A flat is an expansive lake area that is uniform in depth and structural makeup. For the most part, flats are relatively shallow (between 3 and 10 feet deep) and can be found both close to shore and mid-lake. They can be less than an acre in size to a mile or more in length. Bottom composition will remain relatively level, while aquatic plants found throughout it can vary from sparse to dense. To be honest, flats lack overall unique qualities, but this is what makes them gold mines for savvy bass prospectors.
The Perfect Flat?
Largemouth bass use flats for a number of reasons, but food ranks high. An expanse of water littered with weed and other structure makes an excellent feeding ground. Weed cover offers hiding spots for baitfish, giving ambushing largemouth ample opportunities to chow down.
A healthy mixture of vegetation, including cabbage milfoil and grasses, is a prerequisite.

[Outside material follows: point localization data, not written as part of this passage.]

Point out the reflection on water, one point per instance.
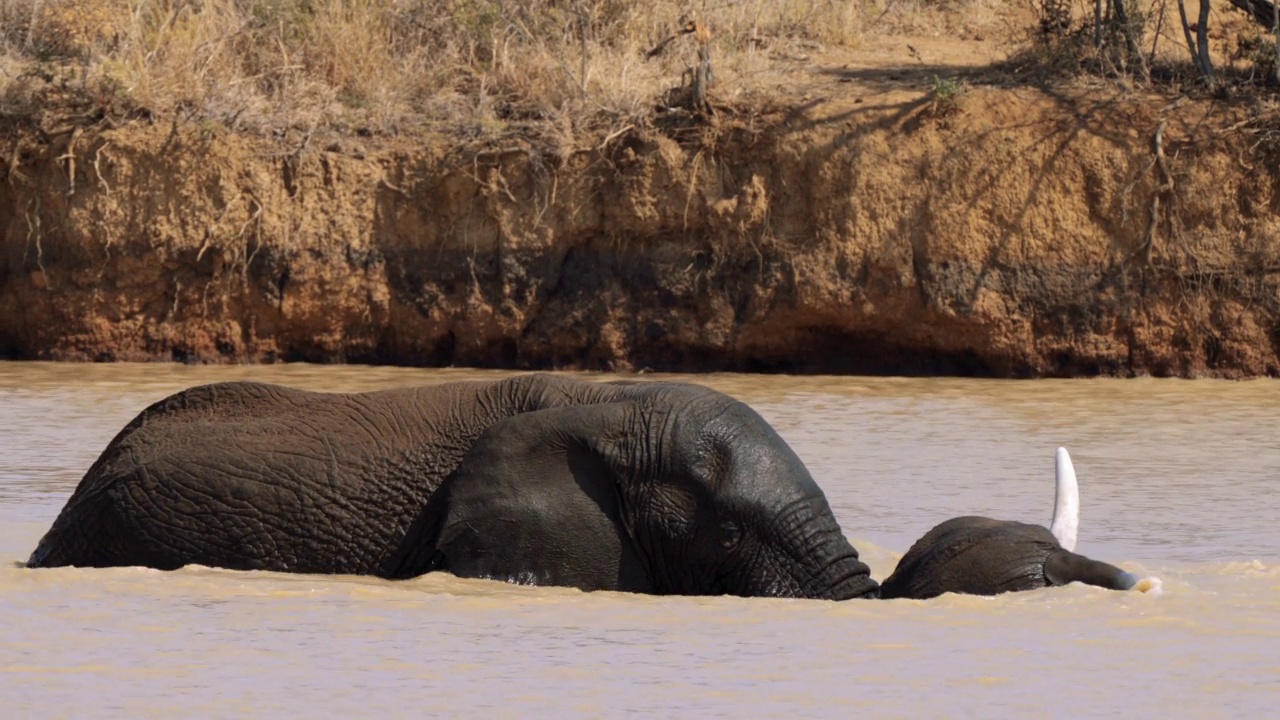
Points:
(1176, 479)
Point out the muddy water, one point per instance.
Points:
(1178, 481)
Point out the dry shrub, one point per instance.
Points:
(384, 65)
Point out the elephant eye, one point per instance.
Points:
(730, 533)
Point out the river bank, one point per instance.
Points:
(862, 219)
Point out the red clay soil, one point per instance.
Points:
(858, 224)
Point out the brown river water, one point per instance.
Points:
(1178, 481)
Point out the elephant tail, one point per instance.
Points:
(1064, 568)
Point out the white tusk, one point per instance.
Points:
(1066, 504)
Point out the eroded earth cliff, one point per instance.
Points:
(860, 224)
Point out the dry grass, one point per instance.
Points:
(471, 67)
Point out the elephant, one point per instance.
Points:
(976, 555)
(658, 487)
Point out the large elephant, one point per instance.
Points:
(648, 487)
(984, 556)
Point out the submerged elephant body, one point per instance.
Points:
(648, 487)
(984, 556)
(976, 555)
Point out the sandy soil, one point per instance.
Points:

Not only should there be variety, but irregular patches, clumps and weedlines strewn throughout.
With close access to deeper water, largemouth move up on a flat at will and have the option to retreat to safety again, if the need arises. This is an important factor, as these fish seldom spend all of their time in skinny water.
When to Fish Flats
Early morning and evening - these are prime times to fish flats, with largemouth at the peak of activity. Light levels are low and fish won't be as apt to use cover to conceal themselves. Bass move throughout a flat at these times, generally scattered, yet covering water aggressively while chasing prey.
If You Go Mid-Day...
This period can offer the flats angler two distinct varieties of weather conditions. The first would be inclement conditions, such as strong winds, rain, cloud or a combination of some or all of these. Under these situations, largemouth will still be aggressive and searching for food away from cover. Hit the area with baits discussed above.
When the sun is high and winds are calm, though, change tactics. Bass become inactive or neutral, preferring to sit tight to cover and retreat into the dark recesses of vegetation. Slow down and rely on a vertical presentation. Search for the thickest and greenest weedbeds and clumps.
A flipping stick and stout line become your best friends on the flat, allowing you to flip and pitch accurately, while also providing the muscle to horse fish out and away from the green stuff.
Pick apart a flat this season. It may just cough up that lunker you've been looking for.